The love's run dry, and it's time to sit down and talk with the person you've been seeing. It would be rude to suggest a meeting at KFC. It would be misleading to go to somewhere romantic, like Aries. And it would be dangerous to visit any bar, which could lead to excessive drinking -- and a final shag. We suggest breaking up at Amazón Grill. The atmosphere is clean, bright, loud and decidedly neutral; the walk-up service casual; and the Latin cuisine, especially the corn empanadas and tacos, delish. Admittedly, the margaritas are also tasty and fairly strong, so allow yourself only one, just to get your nerve up before doing the deed. If it doesn't go well, you can tell your dinner companion that you're off for plantain chips and cilantro sauce and bolt for the parking lot.
Not far away, traffic is snarled on the Southwest Freeway as motorists fight to regain those lost minutes of lunchtime. Even closer, the crowds are crushing into Shepherd Plaza-area eateries for the midday rush. Thankfully, no such frenzies will ever find their way into The Lexington Grill. Tucked away on a quiet side street, this small restaurant thrives on its atmosphere of peaceful calm. Diners at the handful of tables may be closing a business deal or deep in romantic bliss. Their common love at the Lexington, however, is the dynamic food (including unrivaled crab cakes), splendid service and sense of intimacy -- the ingredients for truly memorable meals.

Cool evenings find the umbrella-studded corner patio at Taco Milagro packed with the young and the beautiful. Whether you're looking to be discovered by modeling agents from Page Parkes down the street or the politicos and oil magnates who frequent the Downing Street cigar bar next door, this place is all about seeing and being seen. Sit back, keep those Gucci shades on all night, and sip tequila. They'll find you.

The front of this market is much like that of any other grocery store.

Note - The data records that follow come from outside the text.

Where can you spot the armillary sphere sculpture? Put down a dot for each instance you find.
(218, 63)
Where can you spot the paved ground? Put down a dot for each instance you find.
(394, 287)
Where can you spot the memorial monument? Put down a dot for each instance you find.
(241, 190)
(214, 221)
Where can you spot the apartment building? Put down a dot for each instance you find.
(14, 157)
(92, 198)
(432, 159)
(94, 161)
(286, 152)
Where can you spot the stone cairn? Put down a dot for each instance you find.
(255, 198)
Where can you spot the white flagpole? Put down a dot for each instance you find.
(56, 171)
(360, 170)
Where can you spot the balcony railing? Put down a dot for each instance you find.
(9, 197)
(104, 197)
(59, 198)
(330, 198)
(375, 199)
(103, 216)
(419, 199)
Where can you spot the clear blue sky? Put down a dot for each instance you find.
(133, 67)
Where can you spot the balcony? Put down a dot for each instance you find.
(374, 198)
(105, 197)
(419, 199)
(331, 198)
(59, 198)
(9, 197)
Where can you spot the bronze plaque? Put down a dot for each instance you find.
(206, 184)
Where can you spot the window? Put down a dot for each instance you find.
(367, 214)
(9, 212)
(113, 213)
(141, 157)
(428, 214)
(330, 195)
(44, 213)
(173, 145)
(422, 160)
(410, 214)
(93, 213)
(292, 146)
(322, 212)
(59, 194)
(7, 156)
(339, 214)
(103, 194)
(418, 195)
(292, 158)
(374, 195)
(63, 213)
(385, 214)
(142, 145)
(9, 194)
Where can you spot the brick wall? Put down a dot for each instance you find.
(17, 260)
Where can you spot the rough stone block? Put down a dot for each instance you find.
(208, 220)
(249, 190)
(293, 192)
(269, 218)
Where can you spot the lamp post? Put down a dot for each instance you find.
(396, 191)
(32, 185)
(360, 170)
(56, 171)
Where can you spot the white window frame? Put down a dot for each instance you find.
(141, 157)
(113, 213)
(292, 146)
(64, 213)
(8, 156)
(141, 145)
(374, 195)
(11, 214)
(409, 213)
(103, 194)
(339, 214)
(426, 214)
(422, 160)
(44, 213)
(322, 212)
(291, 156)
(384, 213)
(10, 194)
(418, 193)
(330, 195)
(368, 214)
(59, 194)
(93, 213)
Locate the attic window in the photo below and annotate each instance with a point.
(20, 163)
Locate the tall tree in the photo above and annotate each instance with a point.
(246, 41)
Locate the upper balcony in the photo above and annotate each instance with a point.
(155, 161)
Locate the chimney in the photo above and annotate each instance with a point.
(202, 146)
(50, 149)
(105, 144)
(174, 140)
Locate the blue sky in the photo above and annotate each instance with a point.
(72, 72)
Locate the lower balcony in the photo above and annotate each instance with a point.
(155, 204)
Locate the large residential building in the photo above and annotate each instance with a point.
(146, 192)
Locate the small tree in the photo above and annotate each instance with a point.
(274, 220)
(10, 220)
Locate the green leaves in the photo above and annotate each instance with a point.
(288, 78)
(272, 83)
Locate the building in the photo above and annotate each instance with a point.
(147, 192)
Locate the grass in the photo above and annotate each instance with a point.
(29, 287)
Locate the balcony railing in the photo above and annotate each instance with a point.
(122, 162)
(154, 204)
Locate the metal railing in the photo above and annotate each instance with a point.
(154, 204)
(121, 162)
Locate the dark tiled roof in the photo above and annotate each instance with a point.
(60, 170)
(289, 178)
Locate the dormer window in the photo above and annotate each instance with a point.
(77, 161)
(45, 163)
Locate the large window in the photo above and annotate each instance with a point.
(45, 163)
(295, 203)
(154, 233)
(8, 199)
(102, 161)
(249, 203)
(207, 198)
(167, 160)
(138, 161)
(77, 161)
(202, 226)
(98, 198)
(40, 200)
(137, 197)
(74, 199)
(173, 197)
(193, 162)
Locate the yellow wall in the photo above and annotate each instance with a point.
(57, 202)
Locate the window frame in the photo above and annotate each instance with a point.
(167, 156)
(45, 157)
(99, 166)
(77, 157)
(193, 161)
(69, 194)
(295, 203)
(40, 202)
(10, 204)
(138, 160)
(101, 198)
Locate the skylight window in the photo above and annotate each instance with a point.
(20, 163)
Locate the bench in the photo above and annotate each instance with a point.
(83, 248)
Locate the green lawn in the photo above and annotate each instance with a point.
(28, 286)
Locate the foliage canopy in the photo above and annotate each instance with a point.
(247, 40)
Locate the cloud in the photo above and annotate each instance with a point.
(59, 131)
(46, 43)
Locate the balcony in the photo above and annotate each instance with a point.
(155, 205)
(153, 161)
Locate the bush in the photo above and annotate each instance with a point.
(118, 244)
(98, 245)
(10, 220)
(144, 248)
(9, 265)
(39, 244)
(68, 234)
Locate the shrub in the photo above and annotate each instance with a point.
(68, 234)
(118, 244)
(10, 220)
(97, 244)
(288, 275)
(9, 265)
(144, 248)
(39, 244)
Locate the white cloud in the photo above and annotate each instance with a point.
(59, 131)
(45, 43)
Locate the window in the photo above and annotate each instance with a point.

But walk past the pretty piles of fresh strawberries and green beans to the back of the market, and you'll be tempted to look over your shoulder for the border patrol. Here, the vegetables are dirt-cheap -- you can get a basket of anything for $1. There are trucks selling tacos, rows of Mexican candies, even little fruit bouquets like the ones you might find south of the border. The delights of Mexico, with no fear of Montezuma's revenge.

The best way to glimpse what youre missing as a nonmember of the country club set is to attend the annual River Oaks International Tennis Tournament. While the ticket is pricey, you dont need one to get on the grounds, only to enter the stadium. Sneak in some alcohol, because and this is a recent development -- you must be a member to order beer and mixed drinks. Once you're settled, gawk away. But a word to the wise: Stand still, wherever you are, during the national anthem; otherwise, some stiff wearing khakis and a navy-blue blazer may hassle you. On your way out, don't miss the miniature horses tied to the trees in some rich jerk's front yard -- a gawk-worthy site if ever there was one.

It's hard to stay focused when reading a book at a coffee shop. You're deep into Bel Canto, and suddenly the next table erupts into guffaws. The spell is broken. But it's always easy to find a quiet spot at the Houston Municipal Rose Garden. You can wander around and inhale the scents of a rainbow of roses, putting yourself in a sufficiently dreamy mood before settling down on a blanket with your novel. (If you're anti-grass, there's an ornate Chinese gazebo with benches.) And after hours of reading and relaxing, when the sun begins to set, honest-to-God bunnies materialize from nowhere and hop through the garden, chasing each other.